"Immutability and Faithfulness of AST nodes"

jrose · May 28, 2019, 4:17pm

Clang just added a new section to its Internals manual on the "immutability" and "faithfulness" of its AST nodes. I wanted to bring up (with no particular urgency) whether Swift should have something similar. So far, he Swift AST has followed the "faithfulness" part pretty well, but because of the separate parsing and type-checking phases (or "semantic checking", if you prefer) it's pretty mutable.

We've had thoughts before about making the AST less mutable in various ways, one of the reasons being because it makes it easier to do live-editing tricks like incremental type-checking, where you throw out just the types that could have been touched by a change. It can also make circularity issues much easier to catch, although the request evaluator is doing that too. On the flip side, though, we've seen evidence that accessing fields of AST nodes is noticeably faster than looking them up in a map—this was tested with Clang nodes, which are allocated at offset -1 now but used to be in a global map on the ASTContext.

But wait. The Swift AST has done fairly well on the faithfulness front…but still wasn't enough to perfectly recreate the original source; instead, we now have SwiftSyntax for that. So some people (mostly not me) have also talked about building ASTs from SwiftSyntax nodes, and maintaining a link back for the source information. If we do go down that path, we'd have to be careful to not slow down compilation, but it would also allow dropping information from AST nodes that would be redundant with the syntax nodes.

I mostly wanted to bring this up so people could read the Clang change. But it seems like there's a good chance "immutable + faithful" isn't the place to end up for Swift's AST. Thoughts?

(And yes, this is sort of another IR: Syntax -> AST -> SIL -> LLVM IR -> LLVM MC -> assembly. That's compilers for you…but it also means being careful about perf.)

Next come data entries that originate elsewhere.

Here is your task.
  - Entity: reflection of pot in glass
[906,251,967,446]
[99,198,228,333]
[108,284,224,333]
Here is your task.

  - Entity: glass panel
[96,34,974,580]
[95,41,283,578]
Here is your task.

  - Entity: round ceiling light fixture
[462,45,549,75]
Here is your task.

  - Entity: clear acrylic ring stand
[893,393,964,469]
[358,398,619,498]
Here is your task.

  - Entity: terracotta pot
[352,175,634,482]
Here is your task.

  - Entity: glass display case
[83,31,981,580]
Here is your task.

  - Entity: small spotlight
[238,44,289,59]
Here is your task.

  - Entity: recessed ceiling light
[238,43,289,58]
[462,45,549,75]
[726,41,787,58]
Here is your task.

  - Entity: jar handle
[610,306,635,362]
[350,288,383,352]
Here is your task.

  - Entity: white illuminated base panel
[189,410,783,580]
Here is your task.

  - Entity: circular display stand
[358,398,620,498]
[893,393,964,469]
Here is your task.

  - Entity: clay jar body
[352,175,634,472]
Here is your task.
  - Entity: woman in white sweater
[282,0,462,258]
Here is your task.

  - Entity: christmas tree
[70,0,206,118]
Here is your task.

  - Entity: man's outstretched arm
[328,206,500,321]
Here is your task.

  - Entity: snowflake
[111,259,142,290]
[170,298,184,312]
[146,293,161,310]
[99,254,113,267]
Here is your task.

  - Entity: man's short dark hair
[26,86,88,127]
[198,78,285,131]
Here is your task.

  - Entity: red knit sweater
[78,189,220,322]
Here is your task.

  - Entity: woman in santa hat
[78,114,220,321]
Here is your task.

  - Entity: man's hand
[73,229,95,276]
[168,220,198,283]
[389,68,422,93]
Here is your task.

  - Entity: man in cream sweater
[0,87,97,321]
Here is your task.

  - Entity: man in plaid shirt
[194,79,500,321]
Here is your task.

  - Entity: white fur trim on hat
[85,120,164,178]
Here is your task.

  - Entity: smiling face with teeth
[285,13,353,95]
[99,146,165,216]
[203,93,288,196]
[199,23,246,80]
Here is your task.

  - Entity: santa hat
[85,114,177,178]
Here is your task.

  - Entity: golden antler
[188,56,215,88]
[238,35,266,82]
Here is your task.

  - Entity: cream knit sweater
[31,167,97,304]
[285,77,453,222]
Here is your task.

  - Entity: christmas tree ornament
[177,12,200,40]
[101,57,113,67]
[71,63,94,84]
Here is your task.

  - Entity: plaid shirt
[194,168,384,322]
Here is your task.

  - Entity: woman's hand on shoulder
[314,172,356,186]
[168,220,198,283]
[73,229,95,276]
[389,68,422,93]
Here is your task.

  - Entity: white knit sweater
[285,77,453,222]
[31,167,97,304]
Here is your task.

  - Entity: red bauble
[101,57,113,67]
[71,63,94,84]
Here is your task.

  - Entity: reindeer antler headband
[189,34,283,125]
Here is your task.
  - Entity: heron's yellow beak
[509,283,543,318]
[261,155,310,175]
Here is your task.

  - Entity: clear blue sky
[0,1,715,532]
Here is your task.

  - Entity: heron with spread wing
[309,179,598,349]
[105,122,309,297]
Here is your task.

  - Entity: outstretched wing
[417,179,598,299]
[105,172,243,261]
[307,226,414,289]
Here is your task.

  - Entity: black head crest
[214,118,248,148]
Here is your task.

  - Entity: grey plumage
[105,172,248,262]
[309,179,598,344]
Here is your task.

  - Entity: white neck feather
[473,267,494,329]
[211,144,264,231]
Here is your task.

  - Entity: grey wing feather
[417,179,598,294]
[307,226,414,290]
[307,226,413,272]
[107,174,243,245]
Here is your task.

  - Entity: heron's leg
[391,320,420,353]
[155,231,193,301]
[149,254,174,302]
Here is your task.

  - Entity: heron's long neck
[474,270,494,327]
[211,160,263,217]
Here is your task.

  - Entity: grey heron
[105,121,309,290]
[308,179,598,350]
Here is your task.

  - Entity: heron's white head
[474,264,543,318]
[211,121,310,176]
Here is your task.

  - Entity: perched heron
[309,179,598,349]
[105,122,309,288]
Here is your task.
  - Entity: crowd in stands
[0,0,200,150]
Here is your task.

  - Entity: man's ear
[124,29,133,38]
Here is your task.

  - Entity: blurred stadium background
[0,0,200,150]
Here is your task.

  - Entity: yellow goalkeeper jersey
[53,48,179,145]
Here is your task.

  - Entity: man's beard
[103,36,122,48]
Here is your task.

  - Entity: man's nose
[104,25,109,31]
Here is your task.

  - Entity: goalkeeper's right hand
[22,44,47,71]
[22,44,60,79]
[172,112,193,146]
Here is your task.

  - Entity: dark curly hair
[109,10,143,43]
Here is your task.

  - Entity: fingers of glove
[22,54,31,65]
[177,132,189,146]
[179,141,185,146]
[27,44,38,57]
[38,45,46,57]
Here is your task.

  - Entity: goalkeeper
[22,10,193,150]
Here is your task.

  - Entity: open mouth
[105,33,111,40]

Slava_Pestov · May 28, 2019, 10:11pm

I would argue that as long as the mutation is hidden by the request evaluator (ie, the "internal caching" scheme we use for some requests) instead of exposing a setter method to all clients, then you get most of the benefits of immutability without the performance hit of a side table.

DaveZ · May 29, 2019, 10:57am

Hi @jrose!

I think there are four topics packed into this thread:

AST fidelity ("faithfulness")
AST reversibility
AST mutability
AST efficiency ("performance")

On the first topic, I agree that Swift is faithful to the intent of programmers. I think/hope that anybody that hacks on compilers regularly respects the dividends that "faithfulness" pays. Also, the way I like to think about it is this: the more implicit a language is, the more explicit the compiler needs to be.

On the second topic, reversibility, I think that as a much younger language than ObjC++, we shouldn't be surprised that Swift has prioritized feature work over reversibility. Anybody that skims the parser source will notice source location/range tracking data being dropped on the floor all over the place. Personally, I think the way to solve this is to create a "verify reversibility" pass for assert builds.

On the third topic, mutability, I'm disappointed that we don't do two things: 1) use const more (especially for fields) and 2) have a per-node "done" bit that mutating methods check to see if Sema believes that the node should no longer be mutated. Yes, this can be tedious in C++, and in a single-threaded context it can also feel pointless -- but here is my perspective, the people that are experts at extracting concurrency and the people that are good compiler designers are rarely the same people. If the latter want the former to try and make the compiler faster, then we need mutation to be explicit and checked.

Finally, on the topic of efficiency/performance and syntax tracking, I've been tempted to move all of the source location/range tracking fields out into separate data structures inside of a separate heap just to get better cache density for the critical path. This would be very similar to "building ASTs from SwiftSyntax nodes, and maintaining a link back for the source information" but motivated by a different goal.